Last week ended with a Mother’s Day rally for dairy complex. Some tightness in milk production was being reported to us in the Midwest, though that was very isolated and didn’t seem to be the reasoning behind the rally. The story seems to be the same that cheese is stable to in balance and some product is moving via exports, while firm domestic demand has not allowed for a drop in pricing. The charts are beginning to look as though they have rounded a bottom here with the May to July pack up 55 cents on the week to 15.01, while the second half finally turned around and closed up 36 cents at 15.44.
The blocks gained ¾ of a cent after having lost 4.25 cents earlier in the week and the barrels gain ¼ of a cent after falling 2 cents earlier in the week. The spot cheese support, combined with the sizable rally seen in the dry whey market, triggered Class III gains. Futures closed double digits higher from June through the end of the calendar year, gaining 13 to 47 cents on strong volume of 1,387 contracts. But note that for the second time in two weeks, we have had a big spike up in price with an Open Interest decline. Last time we followed it up with a sharp selloff.

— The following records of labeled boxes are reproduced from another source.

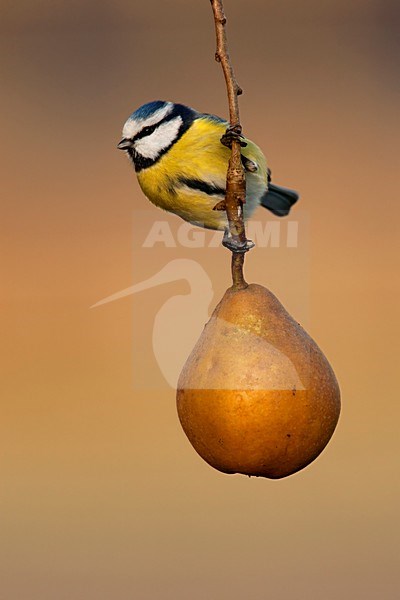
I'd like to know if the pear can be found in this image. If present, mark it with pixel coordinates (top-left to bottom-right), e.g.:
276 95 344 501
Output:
177 284 340 479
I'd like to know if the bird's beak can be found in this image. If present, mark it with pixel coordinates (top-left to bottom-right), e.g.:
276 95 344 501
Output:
117 138 132 150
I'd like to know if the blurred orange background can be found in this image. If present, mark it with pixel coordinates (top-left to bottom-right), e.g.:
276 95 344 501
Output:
0 0 400 600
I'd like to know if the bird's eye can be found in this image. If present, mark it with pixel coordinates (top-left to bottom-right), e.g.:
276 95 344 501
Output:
142 126 154 135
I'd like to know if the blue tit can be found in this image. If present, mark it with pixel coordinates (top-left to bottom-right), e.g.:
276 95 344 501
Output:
118 100 299 231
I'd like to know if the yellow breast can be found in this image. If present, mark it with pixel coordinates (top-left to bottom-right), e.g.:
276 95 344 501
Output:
138 118 268 229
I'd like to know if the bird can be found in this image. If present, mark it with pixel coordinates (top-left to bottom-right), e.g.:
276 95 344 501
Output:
117 100 299 252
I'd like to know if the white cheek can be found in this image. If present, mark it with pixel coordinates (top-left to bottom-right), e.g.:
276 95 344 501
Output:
134 116 182 160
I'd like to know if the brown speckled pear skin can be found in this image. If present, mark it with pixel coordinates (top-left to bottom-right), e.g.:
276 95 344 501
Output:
177 284 340 479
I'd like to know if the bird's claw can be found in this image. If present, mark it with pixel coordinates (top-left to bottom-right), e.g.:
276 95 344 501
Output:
221 127 247 149
222 235 255 254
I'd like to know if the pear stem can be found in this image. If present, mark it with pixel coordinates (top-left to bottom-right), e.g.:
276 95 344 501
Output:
210 0 248 289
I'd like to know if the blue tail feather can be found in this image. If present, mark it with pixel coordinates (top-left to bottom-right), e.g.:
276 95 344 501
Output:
261 183 300 217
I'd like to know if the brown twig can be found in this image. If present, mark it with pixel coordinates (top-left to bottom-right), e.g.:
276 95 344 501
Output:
210 0 248 289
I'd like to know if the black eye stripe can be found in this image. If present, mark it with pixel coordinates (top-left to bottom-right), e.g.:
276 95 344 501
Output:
132 121 162 142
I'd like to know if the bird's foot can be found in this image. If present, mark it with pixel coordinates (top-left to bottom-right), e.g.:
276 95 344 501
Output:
222 229 255 254
221 125 247 149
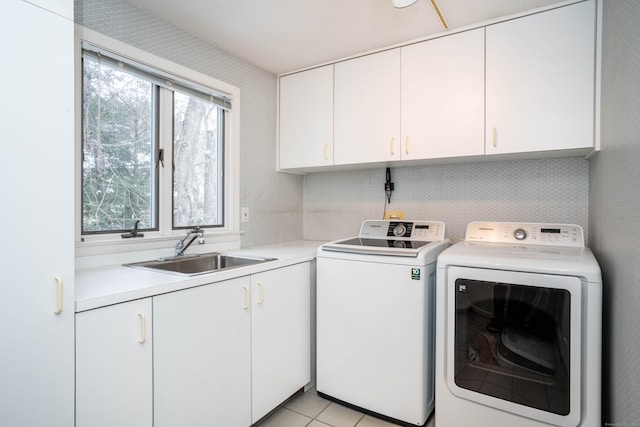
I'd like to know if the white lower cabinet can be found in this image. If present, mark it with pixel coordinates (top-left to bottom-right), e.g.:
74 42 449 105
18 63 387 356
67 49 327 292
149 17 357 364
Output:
76 298 153 427
76 262 311 427
153 277 251 427
251 262 311 423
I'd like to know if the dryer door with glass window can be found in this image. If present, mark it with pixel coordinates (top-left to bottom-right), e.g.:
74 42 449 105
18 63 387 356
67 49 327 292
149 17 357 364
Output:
446 267 581 426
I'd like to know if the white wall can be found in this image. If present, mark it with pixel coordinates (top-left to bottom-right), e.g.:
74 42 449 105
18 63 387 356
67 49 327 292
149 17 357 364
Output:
304 158 589 242
589 0 640 425
75 0 303 247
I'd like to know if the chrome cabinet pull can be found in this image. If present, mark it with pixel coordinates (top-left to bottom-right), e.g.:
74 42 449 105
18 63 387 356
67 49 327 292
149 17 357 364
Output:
53 276 62 314
138 313 147 344
242 285 251 310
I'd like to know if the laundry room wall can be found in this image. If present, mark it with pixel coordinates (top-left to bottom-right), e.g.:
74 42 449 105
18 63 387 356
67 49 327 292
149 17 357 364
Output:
75 0 303 247
589 0 640 425
304 158 589 242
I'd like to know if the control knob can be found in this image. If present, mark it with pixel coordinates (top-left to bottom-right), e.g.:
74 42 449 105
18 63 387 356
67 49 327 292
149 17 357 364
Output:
513 228 527 240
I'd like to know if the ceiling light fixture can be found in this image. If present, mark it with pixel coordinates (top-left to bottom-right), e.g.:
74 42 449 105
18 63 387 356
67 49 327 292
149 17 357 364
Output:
431 0 449 30
393 0 418 9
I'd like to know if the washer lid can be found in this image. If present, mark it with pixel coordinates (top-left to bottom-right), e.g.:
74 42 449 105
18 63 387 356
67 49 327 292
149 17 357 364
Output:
322 220 445 257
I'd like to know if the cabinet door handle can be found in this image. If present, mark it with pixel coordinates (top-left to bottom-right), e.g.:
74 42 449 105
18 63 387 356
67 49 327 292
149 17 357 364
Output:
258 282 264 304
242 285 251 310
138 313 147 344
53 276 62 314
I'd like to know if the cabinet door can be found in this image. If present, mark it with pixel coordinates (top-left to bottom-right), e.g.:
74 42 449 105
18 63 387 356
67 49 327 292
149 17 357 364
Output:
486 1 595 154
76 298 153 427
0 0 75 426
333 49 400 165
251 262 311 423
280 65 333 169
153 277 251 427
401 28 484 160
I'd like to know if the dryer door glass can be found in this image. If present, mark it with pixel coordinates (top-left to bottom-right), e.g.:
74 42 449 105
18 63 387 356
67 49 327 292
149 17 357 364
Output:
454 278 572 415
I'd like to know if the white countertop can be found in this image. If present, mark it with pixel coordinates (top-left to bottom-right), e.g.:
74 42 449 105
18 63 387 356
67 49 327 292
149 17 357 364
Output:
75 240 325 312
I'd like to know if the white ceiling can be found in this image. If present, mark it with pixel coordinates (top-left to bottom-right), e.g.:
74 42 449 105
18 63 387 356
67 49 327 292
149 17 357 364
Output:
128 0 558 74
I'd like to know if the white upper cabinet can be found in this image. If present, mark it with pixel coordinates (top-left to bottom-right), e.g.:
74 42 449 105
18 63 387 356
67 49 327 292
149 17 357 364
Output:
486 1 595 154
25 0 73 21
279 65 333 169
0 0 75 426
251 262 311 423
401 28 484 160
333 49 400 165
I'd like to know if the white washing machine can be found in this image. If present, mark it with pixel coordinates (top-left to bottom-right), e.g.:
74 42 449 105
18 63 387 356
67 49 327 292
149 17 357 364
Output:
316 220 449 426
436 222 602 427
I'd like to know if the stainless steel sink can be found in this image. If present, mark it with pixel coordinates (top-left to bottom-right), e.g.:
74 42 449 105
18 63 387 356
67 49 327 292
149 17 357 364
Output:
125 253 276 276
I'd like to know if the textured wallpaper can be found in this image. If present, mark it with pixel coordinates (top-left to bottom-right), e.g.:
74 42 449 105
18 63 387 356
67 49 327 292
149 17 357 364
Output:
304 158 589 242
589 0 640 426
75 0 303 247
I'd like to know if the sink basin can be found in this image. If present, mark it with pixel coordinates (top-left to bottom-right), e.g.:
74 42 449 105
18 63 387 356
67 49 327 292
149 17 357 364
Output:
125 253 275 276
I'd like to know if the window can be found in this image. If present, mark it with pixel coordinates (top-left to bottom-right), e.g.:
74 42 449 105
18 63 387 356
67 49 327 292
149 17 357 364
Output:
80 44 231 237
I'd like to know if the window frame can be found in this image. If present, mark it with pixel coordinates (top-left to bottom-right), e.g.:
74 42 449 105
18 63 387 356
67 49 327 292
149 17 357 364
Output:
75 25 240 257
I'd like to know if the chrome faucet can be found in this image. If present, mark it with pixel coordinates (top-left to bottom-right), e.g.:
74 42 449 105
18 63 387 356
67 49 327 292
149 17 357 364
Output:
176 227 204 256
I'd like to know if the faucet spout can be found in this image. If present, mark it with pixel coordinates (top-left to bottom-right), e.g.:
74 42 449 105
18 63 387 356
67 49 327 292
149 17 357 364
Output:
176 227 203 256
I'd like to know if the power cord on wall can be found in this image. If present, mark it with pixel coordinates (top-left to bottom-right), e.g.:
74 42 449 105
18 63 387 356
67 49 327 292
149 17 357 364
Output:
382 168 394 219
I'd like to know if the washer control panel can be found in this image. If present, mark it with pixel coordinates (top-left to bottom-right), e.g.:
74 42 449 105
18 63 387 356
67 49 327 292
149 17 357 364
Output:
465 222 584 248
358 220 445 241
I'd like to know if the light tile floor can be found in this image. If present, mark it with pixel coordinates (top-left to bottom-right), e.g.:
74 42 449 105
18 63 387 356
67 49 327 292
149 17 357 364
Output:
257 388 435 427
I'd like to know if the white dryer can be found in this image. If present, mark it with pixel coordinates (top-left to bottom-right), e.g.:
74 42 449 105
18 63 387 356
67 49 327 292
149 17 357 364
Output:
436 222 602 427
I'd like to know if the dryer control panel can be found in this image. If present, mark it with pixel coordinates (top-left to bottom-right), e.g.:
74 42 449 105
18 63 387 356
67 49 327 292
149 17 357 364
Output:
465 222 584 248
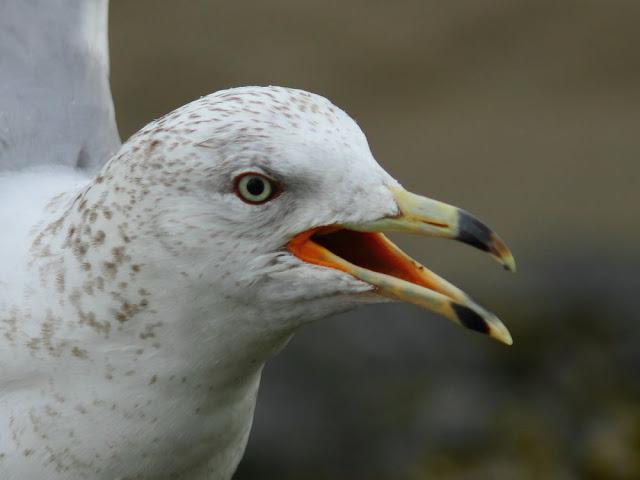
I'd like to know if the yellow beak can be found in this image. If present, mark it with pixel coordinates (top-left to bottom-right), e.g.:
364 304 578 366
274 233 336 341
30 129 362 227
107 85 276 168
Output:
288 187 515 345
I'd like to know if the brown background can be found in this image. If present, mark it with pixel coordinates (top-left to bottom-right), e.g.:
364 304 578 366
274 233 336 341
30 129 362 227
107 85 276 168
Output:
110 0 640 480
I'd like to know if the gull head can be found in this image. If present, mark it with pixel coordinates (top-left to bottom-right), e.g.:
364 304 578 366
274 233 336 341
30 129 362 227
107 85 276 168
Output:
96 87 515 344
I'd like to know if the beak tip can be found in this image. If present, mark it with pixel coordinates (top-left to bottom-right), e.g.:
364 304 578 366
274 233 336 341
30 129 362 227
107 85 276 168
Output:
502 252 517 273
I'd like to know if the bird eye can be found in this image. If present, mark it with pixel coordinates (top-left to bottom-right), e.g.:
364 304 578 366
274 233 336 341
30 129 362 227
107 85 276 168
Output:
233 172 280 205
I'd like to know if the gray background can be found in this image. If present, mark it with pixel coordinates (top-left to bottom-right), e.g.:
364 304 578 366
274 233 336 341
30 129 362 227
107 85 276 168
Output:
110 0 640 480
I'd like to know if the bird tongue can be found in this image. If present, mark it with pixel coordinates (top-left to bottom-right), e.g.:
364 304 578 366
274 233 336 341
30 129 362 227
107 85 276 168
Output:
288 227 512 345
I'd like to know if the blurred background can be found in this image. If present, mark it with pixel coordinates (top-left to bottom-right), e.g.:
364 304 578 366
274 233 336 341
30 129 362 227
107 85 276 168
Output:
110 0 640 480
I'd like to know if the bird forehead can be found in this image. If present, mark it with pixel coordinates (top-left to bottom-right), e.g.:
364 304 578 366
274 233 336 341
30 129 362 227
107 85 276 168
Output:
154 87 368 150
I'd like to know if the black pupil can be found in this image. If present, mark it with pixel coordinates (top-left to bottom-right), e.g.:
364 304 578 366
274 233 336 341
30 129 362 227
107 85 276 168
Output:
247 177 266 197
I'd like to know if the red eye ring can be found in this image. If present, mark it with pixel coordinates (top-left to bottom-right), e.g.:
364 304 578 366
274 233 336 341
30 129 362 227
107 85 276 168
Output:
233 172 282 205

Throughout the week, we noted a number of co-ops continue to implement caps on over quota milk though producers are still generally trying to produce more milk to improve their profit margins. The biggest cap yet to come, however, will likely be weather. Forget about outlier events ― a normal U.S. summer will slow growth. Moreover, the one unknown is how producers will really respond to these beef prices. Will their margins be improved by the beef side of their business so much so that there will be a slight paradigm shift in how they deal in a low ― or no profit ― scenario? This is to say nothing of what lenders may choose to do.
In the grain complex, Friday saw a massive reversal of the bullish USDA soybean report as technical weakness combined with a record long fund position triggered a massive selloff. July beans closed down 49.25 cents at 1406, while new crop beans were down 37.75 at 1321.25, July corn closed 6.5 lower at 581 while new crop lost 2 cents to 505.25 and July wheat closed down 4.25 at 597. Corn and soybeans have broken through longer term technical support levels on old crop as the old crop/new crop spreads correcting. We continue to expect further fund liquidation in the coming weeks, provided the weather continues to cooperate this spring.
It seems to us that soybean acreage could be expanded sharply by the June report as early planting as well as a big change in the soy/corn relationship has occurred since USDA’s last acreage estimate. While the current USDA carryout to use ratio is the tightest ever, the increase in acreage could serve to alleviate that concern. Weather is now likely to be the key fundamental driver as we move past spring planting and into the summer growing season.